I was trying to solve this problem, very simply it is:

what is the weight of water over lake superior?

I did some research and deciced top solve the problem in atmosphere levels
But I had no idea of how to use units of volume, mass, and mainly pascals(air preassure)


this is what my plan was :
Thinking of Lake Superior as a square I will use its surface area value as the values for its length and width. I will calculate the space between each layer of atmosphere and use it as a height value. Using these values I will calculate the volume of each layer of atmosphere.

I multiply each volume accordingly to its respective air density to solve for the weight of air in each layer.

I will sum the values to have a net weight in kg of air over Lake Superior

Sounds fine, as long as you have data for the density of air as a function of altitude above the lake.

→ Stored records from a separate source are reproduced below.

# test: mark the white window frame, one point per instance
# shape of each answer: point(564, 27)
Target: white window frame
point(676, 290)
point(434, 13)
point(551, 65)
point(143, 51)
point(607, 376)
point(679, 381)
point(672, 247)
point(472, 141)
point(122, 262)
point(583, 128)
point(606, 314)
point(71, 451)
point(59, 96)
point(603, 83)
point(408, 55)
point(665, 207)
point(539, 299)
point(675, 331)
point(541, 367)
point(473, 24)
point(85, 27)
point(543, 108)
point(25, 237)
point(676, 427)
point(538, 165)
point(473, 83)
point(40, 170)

A much easier apporach is to simply multiply the area of the lake by the air pressure at the surface. A nominal value for air pressure is 14.7 psi. Keep your units straight - given the air pressure in pounds per square inch, multiply that by the surface area of the lake in square inches to find the total weight of air in pounds. You'll end up with a mighty big number!

Hi,
But at that altitude, can we consider the atmospheric pressure as 14.7 psi?
Ravi

Hi,
But at that altitude, can we consider the atmospheric pressure as 14.7 psi?
Ravi

Indeed Lake Superior is about 600 ft above sea level, so yes - on average the atmospheric pressure on the surface of Lake Superior is only about 95% of sea level pressure.